I am having troubles to understand an equation-sign for the Berry connection in a solid.

The general formula reads

\begin{equation} \vec{A}(\vec{R}) = \mathrm{i} \langle \Psi(\vec{R}) \, | \nabla_{\vec{R}} \, | \, \Psi(\vec{R}) \rangle \text{.} \end{equation}

Now assuming that \begin{equation} H_0 \psi_{\vec{k}}^n (\vec{r}) = E_n(\vec{k}) \psi_{\vec{k}}^n (\vec{r}) \text{,} \end{equation}

where $u_{\vec{k}}^n$ denotes the function coming from the Bloch-wavefunctions $\psi_{\vec{k}}^n (\vec{r}) = \mathrm{e}^{\mathrm{i} \vec{k} \cdot \vec{r}} u_{\vec{k}}^n(\vec{r})$, it seems (for $\vec{R} \equiv \vec{k}$) to be too obvious to explain why ...

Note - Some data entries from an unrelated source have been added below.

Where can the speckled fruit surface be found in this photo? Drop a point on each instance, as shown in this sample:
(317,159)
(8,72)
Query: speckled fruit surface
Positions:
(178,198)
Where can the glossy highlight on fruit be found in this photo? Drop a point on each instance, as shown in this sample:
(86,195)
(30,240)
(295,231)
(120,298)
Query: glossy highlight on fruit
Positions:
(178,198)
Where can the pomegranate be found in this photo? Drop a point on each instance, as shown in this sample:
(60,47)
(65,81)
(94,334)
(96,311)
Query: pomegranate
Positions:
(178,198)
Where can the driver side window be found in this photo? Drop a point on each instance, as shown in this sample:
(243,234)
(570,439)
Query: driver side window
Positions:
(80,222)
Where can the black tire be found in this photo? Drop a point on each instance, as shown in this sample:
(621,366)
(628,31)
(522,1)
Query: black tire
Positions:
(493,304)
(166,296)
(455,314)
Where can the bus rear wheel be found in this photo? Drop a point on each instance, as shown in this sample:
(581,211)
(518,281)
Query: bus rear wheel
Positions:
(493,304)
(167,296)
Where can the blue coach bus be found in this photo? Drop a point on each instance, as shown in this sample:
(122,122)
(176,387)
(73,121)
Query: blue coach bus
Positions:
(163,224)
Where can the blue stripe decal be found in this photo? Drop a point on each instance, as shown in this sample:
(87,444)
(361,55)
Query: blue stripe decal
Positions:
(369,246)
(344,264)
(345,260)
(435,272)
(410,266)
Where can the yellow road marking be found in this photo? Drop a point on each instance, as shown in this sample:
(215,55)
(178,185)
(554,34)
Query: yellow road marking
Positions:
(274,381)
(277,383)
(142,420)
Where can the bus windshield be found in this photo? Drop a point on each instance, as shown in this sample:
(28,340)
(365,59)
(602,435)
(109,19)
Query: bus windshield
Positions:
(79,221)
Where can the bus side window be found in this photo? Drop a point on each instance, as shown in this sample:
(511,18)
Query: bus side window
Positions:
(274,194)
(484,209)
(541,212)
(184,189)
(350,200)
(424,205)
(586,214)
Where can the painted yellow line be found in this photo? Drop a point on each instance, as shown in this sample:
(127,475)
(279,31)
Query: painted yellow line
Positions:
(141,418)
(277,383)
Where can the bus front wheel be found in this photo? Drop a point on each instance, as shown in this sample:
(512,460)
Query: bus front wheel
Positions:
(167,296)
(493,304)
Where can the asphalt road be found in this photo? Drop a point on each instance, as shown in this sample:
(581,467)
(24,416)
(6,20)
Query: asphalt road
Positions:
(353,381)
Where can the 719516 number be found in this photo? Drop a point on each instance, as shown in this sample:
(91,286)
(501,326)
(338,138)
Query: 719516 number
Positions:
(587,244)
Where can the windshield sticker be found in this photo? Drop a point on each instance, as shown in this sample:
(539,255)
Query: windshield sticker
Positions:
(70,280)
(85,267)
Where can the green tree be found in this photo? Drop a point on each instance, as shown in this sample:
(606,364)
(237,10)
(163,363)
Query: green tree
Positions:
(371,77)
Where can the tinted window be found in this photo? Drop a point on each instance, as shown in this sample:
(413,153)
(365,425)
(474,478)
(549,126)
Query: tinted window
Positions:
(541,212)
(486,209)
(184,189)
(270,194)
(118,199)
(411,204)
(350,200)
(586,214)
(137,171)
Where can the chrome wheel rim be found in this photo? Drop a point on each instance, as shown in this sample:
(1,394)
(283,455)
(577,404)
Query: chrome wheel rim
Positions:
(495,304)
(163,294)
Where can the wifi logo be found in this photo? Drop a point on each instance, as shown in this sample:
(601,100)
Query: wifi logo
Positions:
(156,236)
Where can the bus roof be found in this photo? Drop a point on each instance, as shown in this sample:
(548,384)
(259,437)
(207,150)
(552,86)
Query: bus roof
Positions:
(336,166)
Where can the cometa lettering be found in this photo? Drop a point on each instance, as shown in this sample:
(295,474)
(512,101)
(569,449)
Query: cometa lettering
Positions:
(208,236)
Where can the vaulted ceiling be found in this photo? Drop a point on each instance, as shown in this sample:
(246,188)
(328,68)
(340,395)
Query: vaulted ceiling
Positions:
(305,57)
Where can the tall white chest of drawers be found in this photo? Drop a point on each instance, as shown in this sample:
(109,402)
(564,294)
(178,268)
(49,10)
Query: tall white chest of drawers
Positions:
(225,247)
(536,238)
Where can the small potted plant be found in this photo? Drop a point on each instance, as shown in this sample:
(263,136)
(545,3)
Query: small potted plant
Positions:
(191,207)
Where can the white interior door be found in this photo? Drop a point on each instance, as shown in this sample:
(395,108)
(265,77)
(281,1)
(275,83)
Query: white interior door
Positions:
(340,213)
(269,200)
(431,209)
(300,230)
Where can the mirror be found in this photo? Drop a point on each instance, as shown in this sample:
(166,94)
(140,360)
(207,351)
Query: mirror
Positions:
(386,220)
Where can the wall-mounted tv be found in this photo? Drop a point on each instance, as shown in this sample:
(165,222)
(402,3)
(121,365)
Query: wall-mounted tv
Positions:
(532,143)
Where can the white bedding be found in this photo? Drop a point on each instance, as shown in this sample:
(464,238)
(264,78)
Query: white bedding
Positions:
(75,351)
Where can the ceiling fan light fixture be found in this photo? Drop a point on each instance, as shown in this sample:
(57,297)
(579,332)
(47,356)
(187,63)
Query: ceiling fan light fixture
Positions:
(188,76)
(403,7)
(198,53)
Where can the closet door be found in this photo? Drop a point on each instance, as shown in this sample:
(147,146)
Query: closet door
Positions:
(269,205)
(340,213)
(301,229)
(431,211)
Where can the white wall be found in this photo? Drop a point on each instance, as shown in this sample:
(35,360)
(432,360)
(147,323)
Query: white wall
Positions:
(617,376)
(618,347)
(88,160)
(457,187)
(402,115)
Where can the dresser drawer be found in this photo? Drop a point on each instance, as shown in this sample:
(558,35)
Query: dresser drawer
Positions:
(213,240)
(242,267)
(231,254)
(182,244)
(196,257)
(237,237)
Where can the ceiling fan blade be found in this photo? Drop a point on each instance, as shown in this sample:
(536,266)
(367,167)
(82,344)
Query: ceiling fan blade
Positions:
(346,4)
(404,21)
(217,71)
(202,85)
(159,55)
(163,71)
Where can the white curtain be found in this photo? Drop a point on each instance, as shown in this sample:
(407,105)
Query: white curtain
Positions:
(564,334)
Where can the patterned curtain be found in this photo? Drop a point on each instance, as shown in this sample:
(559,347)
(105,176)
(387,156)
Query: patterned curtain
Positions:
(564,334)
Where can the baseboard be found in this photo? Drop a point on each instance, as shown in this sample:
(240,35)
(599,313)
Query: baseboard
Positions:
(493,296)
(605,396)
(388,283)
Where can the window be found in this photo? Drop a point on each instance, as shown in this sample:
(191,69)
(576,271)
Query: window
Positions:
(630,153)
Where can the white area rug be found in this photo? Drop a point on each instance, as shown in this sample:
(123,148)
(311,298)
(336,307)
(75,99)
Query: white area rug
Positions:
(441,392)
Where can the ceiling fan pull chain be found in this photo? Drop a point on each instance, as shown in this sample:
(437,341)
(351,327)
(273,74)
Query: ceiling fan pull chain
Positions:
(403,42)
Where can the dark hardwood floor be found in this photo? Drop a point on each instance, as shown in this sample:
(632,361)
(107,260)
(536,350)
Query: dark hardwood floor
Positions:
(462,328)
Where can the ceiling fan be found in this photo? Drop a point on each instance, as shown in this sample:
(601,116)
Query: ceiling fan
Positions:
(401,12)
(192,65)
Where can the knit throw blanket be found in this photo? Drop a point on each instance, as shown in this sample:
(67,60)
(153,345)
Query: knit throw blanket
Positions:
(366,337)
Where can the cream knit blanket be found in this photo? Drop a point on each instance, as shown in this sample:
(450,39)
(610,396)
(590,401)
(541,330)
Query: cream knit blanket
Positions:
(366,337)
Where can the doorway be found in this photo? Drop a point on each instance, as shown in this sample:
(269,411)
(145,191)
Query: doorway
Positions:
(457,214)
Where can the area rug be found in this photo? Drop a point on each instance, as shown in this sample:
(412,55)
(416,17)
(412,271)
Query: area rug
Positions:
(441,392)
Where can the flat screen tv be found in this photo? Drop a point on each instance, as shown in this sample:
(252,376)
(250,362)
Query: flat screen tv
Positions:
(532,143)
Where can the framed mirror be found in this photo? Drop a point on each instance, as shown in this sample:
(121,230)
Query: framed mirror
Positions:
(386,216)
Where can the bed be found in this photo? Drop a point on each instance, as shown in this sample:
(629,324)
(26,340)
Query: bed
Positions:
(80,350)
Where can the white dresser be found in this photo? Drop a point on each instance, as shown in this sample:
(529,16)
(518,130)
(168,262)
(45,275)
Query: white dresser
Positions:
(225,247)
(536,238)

\begin{equation} \vec{A^n}(\vec{k}) = \mathrm{i} \cdot \left( \mathrm{i} \cdot \langle u_{\vec{k}}^n \, | \vec{r} \, | \, u_{\vec{k}}^n \rangle + \langle u_{\vec{k}}^n \, | \nabla_{\vec{k}} \, | \, u_{\vec{k}}^n \rangle \right) = \mathrm{i} \cdot \langle u_{\vec{k}}^n \, | \nabla_{\vec{k}} \, | \, u_{\vec{k}}^n \rangle \end{equation}

... the first term vanishes.

I would be grateful if someone could help me out.

Answer 1

$\mathbf{k}$ is not a parameter of the Hamiltonian $H_0$ for the eigensystem of your second equation. For the general definition of Berry connection, the Hamiltonian $H(\mathbf{R})$ depends on the parameter $\mathbf{R}$. So for Bloch states, one should use $u_{n\mathbf{k}}$ for the eigensystem $H_{\mathbf{k}}u_{n\mathbf{k}}=E_{n\mathbf{k}}u_{n\mathbf{k}}$, where $H_{\mathbf{k}} = e^{-i \mathbf{k \cdot r}}He^{i \mathbf{k \cdot r}}$.